I have been so struck with the awful state of poverty, ignorance, and vice, in this part of London, that for the past fourteen months I have spent all my spare time, usually four days a week, in works of charity amongst the poor of this very locality; returning from time to time amongst my friends. I have represented to them the necessities of the place, and they have been most liberal in supplying me with money and clothing to distribute amongst the poor - most liberal, as regards their power of giving; but, of course, the amount thus privately collected has not been sufficient for the giant wants of a huge population. Besides the benefits thus distributed, I have opened a free day-school for the poor little children. This during the past year has been very well attended, and at Christmas I was able to give to each child some article of clothing - mostly boots, for the poor little children are, as a rule, barefooted. I am glad to say that, owing to the care and gentle teaching of our very excellent master and mistress, these poor outcast children are being rapidly civilised and tamed. We also have a nightschool for men and big lads; the average attendance is about 100 a night . . . . I have only to add, that I shall be most happy to act as steward of the bounty of any whose hearts have been touched by your article, and that cheques can be paid to the account of the St. Agatha's Mission Fund, at Messrs. Hoare's, Fleet-street.
ROBERT LINKLATER, M.A.

Perhaps, after a perusal of the above, and a visit to some of the courts of Wapping Island, our East-end contemporary may feel regret for having penned his vulgar and vicious article.

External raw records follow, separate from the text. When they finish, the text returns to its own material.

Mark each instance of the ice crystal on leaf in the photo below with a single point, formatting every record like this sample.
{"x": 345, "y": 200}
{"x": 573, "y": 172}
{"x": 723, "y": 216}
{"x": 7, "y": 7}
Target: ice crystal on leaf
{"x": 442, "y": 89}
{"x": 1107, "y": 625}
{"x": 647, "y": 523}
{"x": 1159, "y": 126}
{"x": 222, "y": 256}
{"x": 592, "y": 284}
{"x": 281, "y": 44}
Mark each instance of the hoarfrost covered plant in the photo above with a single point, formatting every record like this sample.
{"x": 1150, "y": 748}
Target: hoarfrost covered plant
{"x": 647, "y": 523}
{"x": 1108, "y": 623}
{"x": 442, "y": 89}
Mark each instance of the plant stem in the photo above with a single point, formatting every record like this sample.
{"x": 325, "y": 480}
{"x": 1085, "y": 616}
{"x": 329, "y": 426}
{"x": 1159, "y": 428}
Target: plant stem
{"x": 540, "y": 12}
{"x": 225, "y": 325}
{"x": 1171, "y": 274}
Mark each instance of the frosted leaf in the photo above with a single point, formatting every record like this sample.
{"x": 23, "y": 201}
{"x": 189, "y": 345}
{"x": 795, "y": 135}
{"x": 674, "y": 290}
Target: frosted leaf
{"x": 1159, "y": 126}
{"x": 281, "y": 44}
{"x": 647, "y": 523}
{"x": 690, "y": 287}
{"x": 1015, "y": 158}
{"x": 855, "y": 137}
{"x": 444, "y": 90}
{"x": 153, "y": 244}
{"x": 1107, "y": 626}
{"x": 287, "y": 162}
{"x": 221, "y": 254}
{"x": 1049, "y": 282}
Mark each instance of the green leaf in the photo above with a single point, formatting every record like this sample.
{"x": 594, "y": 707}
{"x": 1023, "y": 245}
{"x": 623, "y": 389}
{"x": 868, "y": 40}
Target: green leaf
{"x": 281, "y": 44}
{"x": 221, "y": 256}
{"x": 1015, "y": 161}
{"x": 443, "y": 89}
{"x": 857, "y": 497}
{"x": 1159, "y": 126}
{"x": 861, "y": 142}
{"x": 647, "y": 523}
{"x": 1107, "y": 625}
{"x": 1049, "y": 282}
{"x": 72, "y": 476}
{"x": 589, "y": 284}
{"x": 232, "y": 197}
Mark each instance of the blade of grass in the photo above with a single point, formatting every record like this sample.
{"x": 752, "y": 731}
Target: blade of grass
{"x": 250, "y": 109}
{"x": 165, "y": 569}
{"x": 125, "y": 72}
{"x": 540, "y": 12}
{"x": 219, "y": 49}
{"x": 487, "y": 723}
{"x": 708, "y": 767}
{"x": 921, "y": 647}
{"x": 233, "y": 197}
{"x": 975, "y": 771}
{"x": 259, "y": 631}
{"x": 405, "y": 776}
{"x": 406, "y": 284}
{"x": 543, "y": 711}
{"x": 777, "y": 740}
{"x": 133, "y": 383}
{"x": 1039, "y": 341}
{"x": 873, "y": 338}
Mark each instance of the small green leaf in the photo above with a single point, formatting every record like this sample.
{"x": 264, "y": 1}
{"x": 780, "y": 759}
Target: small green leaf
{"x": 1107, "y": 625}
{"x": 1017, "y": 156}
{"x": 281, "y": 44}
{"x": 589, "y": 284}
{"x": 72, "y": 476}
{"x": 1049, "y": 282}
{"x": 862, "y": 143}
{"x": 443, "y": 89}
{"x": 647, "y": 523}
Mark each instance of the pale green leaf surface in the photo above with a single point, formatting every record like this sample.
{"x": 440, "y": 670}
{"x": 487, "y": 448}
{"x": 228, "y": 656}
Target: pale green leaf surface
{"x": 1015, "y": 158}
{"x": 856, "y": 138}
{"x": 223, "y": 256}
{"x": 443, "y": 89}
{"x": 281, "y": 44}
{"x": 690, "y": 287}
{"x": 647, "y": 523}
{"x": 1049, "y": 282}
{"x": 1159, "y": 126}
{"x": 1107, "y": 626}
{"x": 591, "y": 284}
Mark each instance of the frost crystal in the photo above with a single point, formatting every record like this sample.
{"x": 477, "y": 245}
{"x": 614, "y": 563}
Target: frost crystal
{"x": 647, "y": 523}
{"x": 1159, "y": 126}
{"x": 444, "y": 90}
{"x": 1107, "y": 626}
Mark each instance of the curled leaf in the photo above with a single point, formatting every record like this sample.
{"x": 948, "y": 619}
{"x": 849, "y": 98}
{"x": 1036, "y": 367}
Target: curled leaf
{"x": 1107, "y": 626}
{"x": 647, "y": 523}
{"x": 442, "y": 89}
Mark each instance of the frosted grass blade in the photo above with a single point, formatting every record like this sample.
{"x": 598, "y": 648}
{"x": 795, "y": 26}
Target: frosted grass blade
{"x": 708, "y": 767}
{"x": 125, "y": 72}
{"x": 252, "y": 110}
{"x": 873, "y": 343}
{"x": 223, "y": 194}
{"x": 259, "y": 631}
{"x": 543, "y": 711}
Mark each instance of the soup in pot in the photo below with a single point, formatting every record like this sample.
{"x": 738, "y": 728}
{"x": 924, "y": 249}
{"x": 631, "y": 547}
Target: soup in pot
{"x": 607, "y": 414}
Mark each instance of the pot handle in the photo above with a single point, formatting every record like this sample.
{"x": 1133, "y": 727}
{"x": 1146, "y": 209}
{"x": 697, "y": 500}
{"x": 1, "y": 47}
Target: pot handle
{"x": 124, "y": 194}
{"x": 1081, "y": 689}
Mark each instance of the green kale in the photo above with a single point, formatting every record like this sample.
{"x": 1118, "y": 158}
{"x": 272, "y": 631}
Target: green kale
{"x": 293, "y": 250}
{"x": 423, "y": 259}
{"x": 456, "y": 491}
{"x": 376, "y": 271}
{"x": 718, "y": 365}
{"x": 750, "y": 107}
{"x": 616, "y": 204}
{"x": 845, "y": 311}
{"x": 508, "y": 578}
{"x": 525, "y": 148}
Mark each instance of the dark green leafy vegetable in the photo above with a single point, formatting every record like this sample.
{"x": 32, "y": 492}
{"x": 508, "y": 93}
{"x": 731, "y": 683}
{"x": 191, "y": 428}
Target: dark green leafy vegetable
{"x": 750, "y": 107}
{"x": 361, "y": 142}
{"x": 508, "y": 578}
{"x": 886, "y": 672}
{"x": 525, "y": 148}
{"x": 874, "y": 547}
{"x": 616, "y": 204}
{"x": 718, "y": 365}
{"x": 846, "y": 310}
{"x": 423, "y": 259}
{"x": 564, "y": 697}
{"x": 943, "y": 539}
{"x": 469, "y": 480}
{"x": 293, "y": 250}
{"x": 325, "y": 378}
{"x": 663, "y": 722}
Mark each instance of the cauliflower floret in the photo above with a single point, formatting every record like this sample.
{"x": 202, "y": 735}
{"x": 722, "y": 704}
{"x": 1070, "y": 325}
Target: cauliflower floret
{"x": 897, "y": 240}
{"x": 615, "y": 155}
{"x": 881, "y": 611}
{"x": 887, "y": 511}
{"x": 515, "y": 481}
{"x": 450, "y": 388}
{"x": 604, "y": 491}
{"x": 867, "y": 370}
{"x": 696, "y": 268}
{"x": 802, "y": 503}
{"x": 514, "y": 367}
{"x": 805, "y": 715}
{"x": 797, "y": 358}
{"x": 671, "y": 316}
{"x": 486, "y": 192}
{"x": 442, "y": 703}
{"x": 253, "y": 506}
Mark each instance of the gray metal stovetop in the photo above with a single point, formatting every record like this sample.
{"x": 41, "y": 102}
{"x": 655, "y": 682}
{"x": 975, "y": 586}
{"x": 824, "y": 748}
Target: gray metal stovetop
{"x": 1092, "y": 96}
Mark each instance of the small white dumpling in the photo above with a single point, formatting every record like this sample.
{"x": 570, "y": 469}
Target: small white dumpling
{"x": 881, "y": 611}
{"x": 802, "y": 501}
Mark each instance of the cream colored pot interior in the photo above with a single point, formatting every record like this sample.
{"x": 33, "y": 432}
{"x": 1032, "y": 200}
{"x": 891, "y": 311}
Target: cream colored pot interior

An article in the East London Observer contrasts very favourably with that to which we have been referring. At the close the writer says, - "None, we imagine, will be bold enough to dispute the substantial correctness of the general picture of many of the homes of the poor, - not, alas! in Wapping Island only, but in all parts of the metropolis, - within a stone's throw of our principal streets and squares, and even of the seat of the Imperial legislature. And what can be done in the way of remedy? The St. George's vestry have never shown themselves indifferent to sanitary considerations, and it will not fail to be noted that some of the evils the Builder details are directly due to the action of the sanitary authorities. The vestry have, under a magistrate's order, obtained the closing of the houses in Plough-alley, as a measure of sanitary necessity; and what follows? The fever-stricken inhabitants crowd adjacent alleys. Is the remedy better than the disease, or worse? Let it be well noted, also, that the inhabitants of Wapping Island are perhaps exceptionally well off for labouring people. They are nearly all workers on the river, ballast-getters and ballast-heavers, coalheavers or coalwhippes, or porters at the waterside warehouses, - men whose toil is about the hardest, but whose pay is also about the best, of London labourers. It is precarious, and as it comes it goes; but there is more room for providence in Wapping island than in most of our courts and alleys."